Moonshine close-upI know you’ve heard it before: “X is my life,” or “He eats, breathes and sleeps X.” Well, I’m hear to tell you that horses have actually become our life. Occasionally, work or sleep or some other mundane thing intrudes, but generally everything we do in some way relates to the fact that we have horses.

This weekend, for instance, we drove all the way to Knoxville (about an hour) to rent a chipper/shredder at Home Depot on Saturday. We spent about six hours collecting fallen trees and branches in the pasture and sending them through that terrifying, but oddly satisfying, maw of wood death. Then on Sunday we drove the hour back to Knoxville (missing church, btw) to return the behemoth within our 24-hour rental period. We are both so sore we can hardly move and have stuffy noses from the dust, and our bank account is $150 lighter (not counting the gas to drive up there and back twice) - but about 27 tons of deadfall is now nice, neat mulch. Of course we want our pasture to look nice, and that’s probably why most people would spend their Saturday clearing it out, but frankly we could have left all that stuff indefinitely. That’s a lot of hard work, and the “natural” look is best for a pasture, don’t you think? But our horses walk through the woods out there all the time, and we’ve been concerned for their safety for months now. So once again, we devoted a weekend to horse maintenance. Last weekend…well, I don’t actually remember last weekend, but past weekends have included putting up hay, fixing fences, fixing barn stalls, clearing weeds in the pasture, driving to the city to get horse supplies - oh, and actual riding, once in a while. Our weekends coming up will include installing a new outlet to plug in the stock tank de-icer, building out the unfinished stall for Romeo, fixing up the old barn for hay storage, installing electric fence…and that’s just what has to be done before winter.

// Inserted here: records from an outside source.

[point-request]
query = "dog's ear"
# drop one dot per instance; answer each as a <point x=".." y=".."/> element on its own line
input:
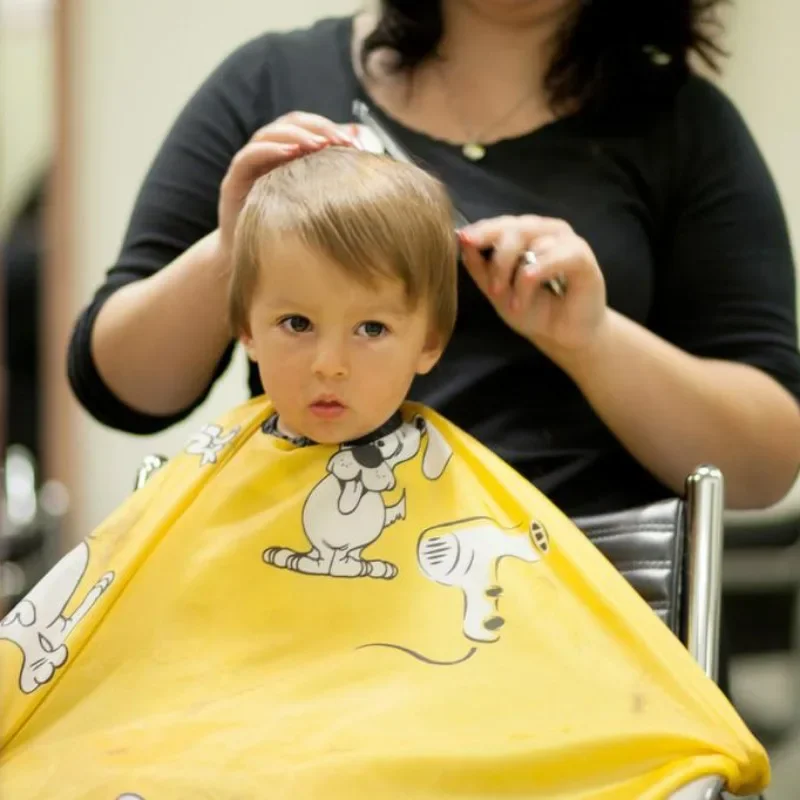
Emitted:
<point x="437" y="451"/>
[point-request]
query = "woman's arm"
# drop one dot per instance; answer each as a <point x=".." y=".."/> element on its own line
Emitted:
<point x="715" y="378"/>
<point x="674" y="411"/>
<point x="148" y="349"/>
<point x="156" y="342"/>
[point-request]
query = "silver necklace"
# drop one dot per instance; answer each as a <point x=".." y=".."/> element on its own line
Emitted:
<point x="472" y="149"/>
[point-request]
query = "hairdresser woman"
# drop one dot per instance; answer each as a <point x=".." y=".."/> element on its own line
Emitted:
<point x="570" y="128"/>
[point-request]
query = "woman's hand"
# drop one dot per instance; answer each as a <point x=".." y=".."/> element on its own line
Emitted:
<point x="517" y="291"/>
<point x="288" y="137"/>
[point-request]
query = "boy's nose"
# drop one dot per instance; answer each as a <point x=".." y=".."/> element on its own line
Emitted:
<point x="331" y="362"/>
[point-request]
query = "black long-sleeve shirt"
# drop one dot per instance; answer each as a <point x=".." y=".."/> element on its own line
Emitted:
<point x="678" y="206"/>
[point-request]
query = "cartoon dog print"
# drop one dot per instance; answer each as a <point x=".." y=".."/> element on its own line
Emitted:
<point x="209" y="443"/>
<point x="346" y="512"/>
<point x="467" y="555"/>
<point x="37" y="624"/>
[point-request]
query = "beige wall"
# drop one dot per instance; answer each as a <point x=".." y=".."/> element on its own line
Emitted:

I wish we had known ahead of time how time-consuming horse ownership really is. On second thought, maybe it was better not to know.

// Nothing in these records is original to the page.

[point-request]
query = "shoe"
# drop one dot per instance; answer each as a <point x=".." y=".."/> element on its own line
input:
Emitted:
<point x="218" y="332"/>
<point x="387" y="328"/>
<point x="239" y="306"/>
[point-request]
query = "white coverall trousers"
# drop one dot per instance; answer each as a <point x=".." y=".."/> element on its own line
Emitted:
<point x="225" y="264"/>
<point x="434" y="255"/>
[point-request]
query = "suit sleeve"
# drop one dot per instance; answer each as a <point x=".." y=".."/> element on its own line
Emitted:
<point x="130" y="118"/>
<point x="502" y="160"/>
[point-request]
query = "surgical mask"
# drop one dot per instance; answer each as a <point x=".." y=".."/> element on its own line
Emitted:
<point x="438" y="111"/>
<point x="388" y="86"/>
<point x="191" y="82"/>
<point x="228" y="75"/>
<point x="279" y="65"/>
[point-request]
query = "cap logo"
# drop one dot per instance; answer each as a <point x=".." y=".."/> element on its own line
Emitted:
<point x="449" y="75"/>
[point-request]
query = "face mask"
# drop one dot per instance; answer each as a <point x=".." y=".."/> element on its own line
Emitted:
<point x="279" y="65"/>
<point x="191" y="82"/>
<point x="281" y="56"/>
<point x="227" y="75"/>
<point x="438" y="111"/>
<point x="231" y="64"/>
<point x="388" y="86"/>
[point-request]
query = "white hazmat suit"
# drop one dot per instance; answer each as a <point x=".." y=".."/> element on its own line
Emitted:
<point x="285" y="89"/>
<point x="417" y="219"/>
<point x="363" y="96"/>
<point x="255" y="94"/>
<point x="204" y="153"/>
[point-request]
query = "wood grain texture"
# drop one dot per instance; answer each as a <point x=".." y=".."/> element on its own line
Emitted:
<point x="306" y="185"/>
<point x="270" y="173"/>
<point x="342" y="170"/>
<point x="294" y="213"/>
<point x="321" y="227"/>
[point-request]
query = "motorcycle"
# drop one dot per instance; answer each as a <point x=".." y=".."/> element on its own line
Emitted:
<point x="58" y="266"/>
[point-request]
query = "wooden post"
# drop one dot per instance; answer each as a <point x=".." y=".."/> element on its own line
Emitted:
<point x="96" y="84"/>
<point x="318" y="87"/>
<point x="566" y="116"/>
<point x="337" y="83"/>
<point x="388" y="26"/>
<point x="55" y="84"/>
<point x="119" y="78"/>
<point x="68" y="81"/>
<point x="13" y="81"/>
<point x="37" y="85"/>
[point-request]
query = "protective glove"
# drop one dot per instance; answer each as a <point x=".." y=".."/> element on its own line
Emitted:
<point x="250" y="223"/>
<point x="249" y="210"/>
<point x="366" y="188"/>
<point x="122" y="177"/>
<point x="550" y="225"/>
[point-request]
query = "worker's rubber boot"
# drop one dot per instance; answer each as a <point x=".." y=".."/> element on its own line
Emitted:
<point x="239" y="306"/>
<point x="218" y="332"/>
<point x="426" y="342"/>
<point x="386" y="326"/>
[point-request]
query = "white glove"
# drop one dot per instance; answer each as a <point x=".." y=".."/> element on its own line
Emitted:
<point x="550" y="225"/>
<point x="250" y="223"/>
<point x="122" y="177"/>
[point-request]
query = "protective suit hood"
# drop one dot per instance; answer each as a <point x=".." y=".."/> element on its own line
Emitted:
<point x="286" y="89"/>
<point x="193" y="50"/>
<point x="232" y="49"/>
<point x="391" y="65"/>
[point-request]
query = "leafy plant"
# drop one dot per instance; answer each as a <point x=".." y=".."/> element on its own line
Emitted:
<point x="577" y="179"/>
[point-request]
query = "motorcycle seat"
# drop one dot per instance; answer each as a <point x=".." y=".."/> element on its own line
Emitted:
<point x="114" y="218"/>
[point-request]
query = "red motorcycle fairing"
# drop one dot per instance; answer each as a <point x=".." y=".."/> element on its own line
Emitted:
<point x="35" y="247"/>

A Plethora of Horses…and Not Enough Time

Posted by Mikki on 25 Sep 2008 | Tagged as: General, Riding

The HerdWe have been SO busy here the last few weeks. We’ve been traveling, on business and pleasure; the Kid is back in school; Bill and I have both been busy with work; and countless chores (e.g., fence and barn repair - thanks, Cash!) are eating up our time.

On top of that, for about 2 months, I’ve been having problems with my right foot. It has been sore on the ball of my foot right where it rests in the stirrup. I finally went to a podiatrist and she diagnosed it as a Morton’s neuroma. I’ve had 2 shots of cortisone and it’s improved a bit, but it’s still sore enough to make riding unpleasant. So the result of all these things together is that we have four horses in the pasture that are not being ridden. And the weather is getting cooler…it’s the perfect time to ride, ever so briefly, and there’s not a thing we can do about it. :( So frustrating!

So that’s where we’ve been. What’s up with you all? I’m sure you’re spending your cooler fall days and trail rides, or at the last of the horse shows of the season, getting all kinds of riding in before it gets too cold. We’re so jealous.